Multiscale computations for carbon nanotubes based on a hybrid QM/QC (quantum mechanical and quasicontinuum) approach
J. Y. Park, C. H. Park, J. S. Park, K. J. Kong, H. Chang and S. Im
Journal of the Mechanics and Physics of Solids, 58, 86–102 (2010).


An effective multiscale computing scheme based on QM/QC (quantum mechanics/quasicontinuum) is applied for simulation of Carbon nanotubes (CNTS) mechanics. First, quasicontinuum simulation of deformations of curved crystalline structures is conducted to examine the fully nonlocal behavior of CNTs with the aid of high-order interpolation functions and the "cluster" concept, which facilitates accurate energy approximation for crystals. Next, a multiscale computing approach based on QM/QC hybridization is devised, and applied for simulation of CNT mechanics. The bonding configuration changes, e.g. bond breaking or creation, near defect sites are correctly represented with the QM/QC hybrid model. For studying electronic proper-ties coupled with the mechanical deformation of CNTs, the change of the electrical properties from an initial semiconductor into metal under mechanical bending is investigated.

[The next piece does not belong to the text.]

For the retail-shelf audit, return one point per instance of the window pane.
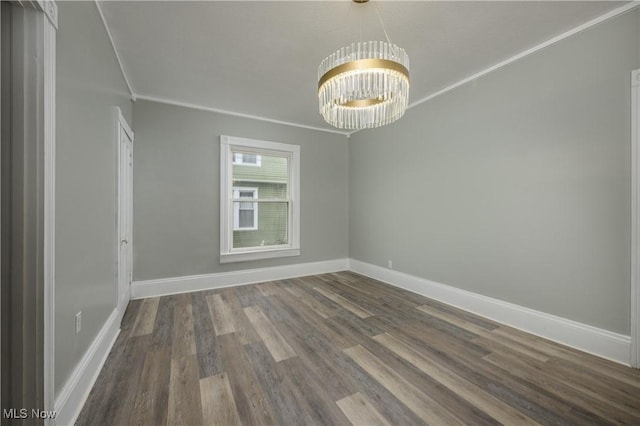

Single-walled CNTs having various types of defects and subjected to uniaxial tension are considered for fracture. The theoretical strength of the CNTs in the presence of each defect is computed based on the QM/QC hybrid scheme, wherein the defect neighborhood is modeled as a QM zone for a first-principle-based calculation using density functional theory (DFT), and the remaining area as a QC zone. This multiscale computing approach greatly improves the accuracy in the prediction of the failure strains of CNTs over a purely molecular mechanical or quasicontinuum method.